De nombreux PROM n’ont pas été développés avec la participation massive de patients.2
Cela signifie que les PROM ne mesurent pas nécessairement des concepts importants pour les patients. Il existe différentes choses que les groupes de patients peuvent faire pour gérer cet écart, avant, pendant et après le développement du PROM :
- Évaluation et révision des PROM – Les patients et les groupes de patients peuvent apprendre à évaluer la qualité des PROM. Ils peuvent utiliser les informations qu’ils récupèrent pour informer des groupes de patients similaires de ce qui est important et de ce qui ne l’est pas. Cela peut être particulièrement important pour les patients acceptant de prendre part à des essais cliniques.
- Identification du besoin de PROM – Certaines initiatives sont attrayantes avec des patients qui identifient le besoin de PROM. Cela est tout particulièrement important pour les entreprises qui doivent identifier des mesures très tôt dans le développement des médicaments. La FDA a également pris les rênes dans ce domaine (pour plus d’informations, voir http://www.patientnetwork.fda.gov/)

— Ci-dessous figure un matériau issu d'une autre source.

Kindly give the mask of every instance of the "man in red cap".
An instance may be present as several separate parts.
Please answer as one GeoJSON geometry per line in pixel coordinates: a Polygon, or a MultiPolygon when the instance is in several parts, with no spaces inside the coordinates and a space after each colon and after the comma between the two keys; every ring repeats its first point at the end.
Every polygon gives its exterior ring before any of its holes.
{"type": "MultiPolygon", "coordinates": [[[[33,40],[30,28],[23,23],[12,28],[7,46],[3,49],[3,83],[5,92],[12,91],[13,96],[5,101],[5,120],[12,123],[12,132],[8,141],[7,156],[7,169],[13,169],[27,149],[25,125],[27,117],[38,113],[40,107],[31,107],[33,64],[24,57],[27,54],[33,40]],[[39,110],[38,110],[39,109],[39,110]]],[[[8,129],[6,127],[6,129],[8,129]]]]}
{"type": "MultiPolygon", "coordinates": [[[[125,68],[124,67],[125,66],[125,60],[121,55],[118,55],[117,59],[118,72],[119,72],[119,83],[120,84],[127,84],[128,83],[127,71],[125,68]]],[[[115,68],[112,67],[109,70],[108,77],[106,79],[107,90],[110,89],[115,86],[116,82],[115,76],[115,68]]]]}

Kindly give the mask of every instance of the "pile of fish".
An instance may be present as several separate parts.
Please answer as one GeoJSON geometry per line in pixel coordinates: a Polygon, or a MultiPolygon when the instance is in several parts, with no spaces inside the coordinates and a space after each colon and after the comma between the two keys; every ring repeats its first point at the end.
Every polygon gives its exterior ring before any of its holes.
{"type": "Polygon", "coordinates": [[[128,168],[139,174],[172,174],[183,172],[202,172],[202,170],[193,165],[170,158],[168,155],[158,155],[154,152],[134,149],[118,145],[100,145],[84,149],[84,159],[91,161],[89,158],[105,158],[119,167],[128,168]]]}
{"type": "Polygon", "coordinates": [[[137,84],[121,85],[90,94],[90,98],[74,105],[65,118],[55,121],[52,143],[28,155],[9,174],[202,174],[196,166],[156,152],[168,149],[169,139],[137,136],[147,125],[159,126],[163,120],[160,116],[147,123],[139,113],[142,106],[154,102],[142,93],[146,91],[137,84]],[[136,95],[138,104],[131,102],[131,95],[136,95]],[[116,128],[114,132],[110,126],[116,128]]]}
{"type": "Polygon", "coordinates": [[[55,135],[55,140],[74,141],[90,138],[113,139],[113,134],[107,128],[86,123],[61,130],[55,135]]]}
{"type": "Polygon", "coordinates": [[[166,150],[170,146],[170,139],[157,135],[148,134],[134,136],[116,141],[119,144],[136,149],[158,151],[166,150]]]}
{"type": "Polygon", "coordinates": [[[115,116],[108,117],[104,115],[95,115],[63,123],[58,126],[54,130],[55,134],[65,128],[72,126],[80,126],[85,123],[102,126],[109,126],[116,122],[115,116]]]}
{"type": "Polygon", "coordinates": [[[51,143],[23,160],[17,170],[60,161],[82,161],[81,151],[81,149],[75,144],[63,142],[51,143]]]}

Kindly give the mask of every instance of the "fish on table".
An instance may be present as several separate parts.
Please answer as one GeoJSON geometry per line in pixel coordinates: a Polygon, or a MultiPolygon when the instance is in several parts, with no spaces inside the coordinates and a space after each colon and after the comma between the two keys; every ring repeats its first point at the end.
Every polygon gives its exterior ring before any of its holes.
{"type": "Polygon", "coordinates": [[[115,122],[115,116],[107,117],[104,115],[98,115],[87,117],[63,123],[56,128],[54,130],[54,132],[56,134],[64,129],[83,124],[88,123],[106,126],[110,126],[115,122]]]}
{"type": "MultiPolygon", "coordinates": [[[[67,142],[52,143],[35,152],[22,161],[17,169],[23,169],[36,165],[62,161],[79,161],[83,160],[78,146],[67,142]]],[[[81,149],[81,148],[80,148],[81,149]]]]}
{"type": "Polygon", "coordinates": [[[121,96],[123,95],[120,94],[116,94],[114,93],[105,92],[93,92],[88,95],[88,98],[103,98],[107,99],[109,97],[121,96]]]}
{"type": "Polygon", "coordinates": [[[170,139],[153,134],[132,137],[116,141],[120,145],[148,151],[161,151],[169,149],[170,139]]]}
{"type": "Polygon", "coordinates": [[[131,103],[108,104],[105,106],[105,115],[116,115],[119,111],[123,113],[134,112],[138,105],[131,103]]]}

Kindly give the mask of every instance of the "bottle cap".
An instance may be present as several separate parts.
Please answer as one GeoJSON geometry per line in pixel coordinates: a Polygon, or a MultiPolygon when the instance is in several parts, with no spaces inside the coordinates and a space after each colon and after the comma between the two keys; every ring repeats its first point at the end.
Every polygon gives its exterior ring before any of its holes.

- Développement et évaluation de cadres conceptuels et/ou théoriques – La validation de ces outils nécessite une recherche qualitative avec les patients. Bien que les patients aient été consultés dans le passé, il y a un besoin identifié de collaboration avec les patients et de leur accorder une influence accrue dans le développement des PROM.
- Fourniture de concepts via la conscience des PRO – Lorsque les patients décrivent des expériences concernant ce qu’il en est de souffrir d’une maladie, ils identifient indirectement des concepts de santé qui revêtent une grande importance pour eux. Les organismes d’ETS essaient souvent de trouver des PROM qui détectent ces concepts. Une certaine conscience des PRO qui existent déjà peut aider les patients à mieux décrire des expériences et des concepts pour des organismes d’ETS afin de garantir la détection des PRO.
- Approbation des PROM – Les groupes de patients qui ont examiné des PROM peuvent également envisager de les approuver et de les intégrer à l’ETS comme données traitées par les patients.
- Besoins de mise en avant – Les patients pourront également vouloir signaler les PROM qui n’avaient pas été validés avec l’implication des patients ou les concepts nécessitant le développement d’un PRO.
- Révision de sorties ETS – De nombreuses décisions ETS prennent en considération des preuves économiques qui sont basées sur les mesures d’une qualité de vie liée à la santé (QVLS). Les mesures de la QVLS doivent être pertinentes pour les patients. En effet, ces mesures peuvent faire la différence entre des décisions de listes positives et négatives.
Ressources complémentaires
- Food and Drug Association (2009). Guidance for industry. Mesure des résultats rapportés par les patients: Utilisé pour le development de medicament et pour certifier l’étiquetage . Récupéré le 6 janvier 2016 sur http://www.fda.gov/ucm/groups/fdagov-public/@fdagov-drugs-gen/documents/document/ucm193282.pdf
Références
- PROQOLID (2015). ‘Free access level: Concept of interest’. Retrieved 6 January, 2016, from http://www.proqolid.org/about_proqolid
- Staniszewska, S., Haywood, K.L., Brett, J., Tutton, L. (2012). ‘Patient and public involvement in patient-reported outcome measures: Evolution not revolution’. The Patient, 5(2), 79-87.